@duyquangnvx/story-spider
v2.0.2
Published
A TypeScript library for scraping stories from various Vietnamese websites
Maintainers
Readme
Story Spider
Story Spider is a TypeScript library for scraping stories from popular Vietnamese story websites like truyenyy.vn, truyenfull.vn, etc. It features a modular architecture that makes it easy to add support for additional websites.
Features
- Collect story information (title, description, author, genre, status, total chapters)

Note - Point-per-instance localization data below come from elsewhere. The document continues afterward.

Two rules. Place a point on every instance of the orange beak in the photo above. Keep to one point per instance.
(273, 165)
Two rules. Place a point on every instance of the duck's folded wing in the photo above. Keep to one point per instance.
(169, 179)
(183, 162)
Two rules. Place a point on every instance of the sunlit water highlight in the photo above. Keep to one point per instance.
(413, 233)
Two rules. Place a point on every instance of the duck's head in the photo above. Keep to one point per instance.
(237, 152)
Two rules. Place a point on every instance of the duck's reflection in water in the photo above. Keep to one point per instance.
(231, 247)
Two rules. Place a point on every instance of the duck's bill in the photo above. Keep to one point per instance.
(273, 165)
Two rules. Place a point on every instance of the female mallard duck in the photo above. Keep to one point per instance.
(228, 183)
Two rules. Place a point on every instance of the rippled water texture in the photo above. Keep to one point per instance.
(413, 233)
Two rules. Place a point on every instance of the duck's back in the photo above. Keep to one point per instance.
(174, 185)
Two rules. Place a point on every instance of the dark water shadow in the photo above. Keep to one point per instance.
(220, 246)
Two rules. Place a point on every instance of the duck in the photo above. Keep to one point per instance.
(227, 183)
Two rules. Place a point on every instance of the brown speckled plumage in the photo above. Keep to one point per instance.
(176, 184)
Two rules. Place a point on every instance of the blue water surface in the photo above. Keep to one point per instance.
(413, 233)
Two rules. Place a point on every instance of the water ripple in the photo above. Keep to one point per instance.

- Get chapter lists with details
- Retrieve chapter URLs by chapter number
- Get chapter content in HTML or text format
- Intelligent content cleaning with html-to-text integration
- Advanced caching for reduced bandwidth and faster performance
- Rate limiting to avoid overloading servers
- Extensible adapter system for supporting multiple websites
Installation
npm install story-spiderEnvironment Variables
For authenticated websites (metruyencv.com), set up environment variables:
# Metruyencv authentication
export METRUYENCV_EMAIL="[email protected]"
export METRUYENCV_PASSWORD="your-password"Or create a .env file:
[email protected]
METRUYENCV_PASSWORD=your-passwordUsage
Basic Usage
import { StorySpider } from 'story-spider';
// Create story spider
const storySpider = new StorySpider({
rateLimiterOptions: {
minTime: 1000,
maxConcurrent: 1,
}
});
// Default scrapers are registered automatically:
// - TruyenfullScraper, RungtruyenScraper, XalosachScraper, MailinhwpScraper, MetruyencvScraper
// Get story information (works with any supported website)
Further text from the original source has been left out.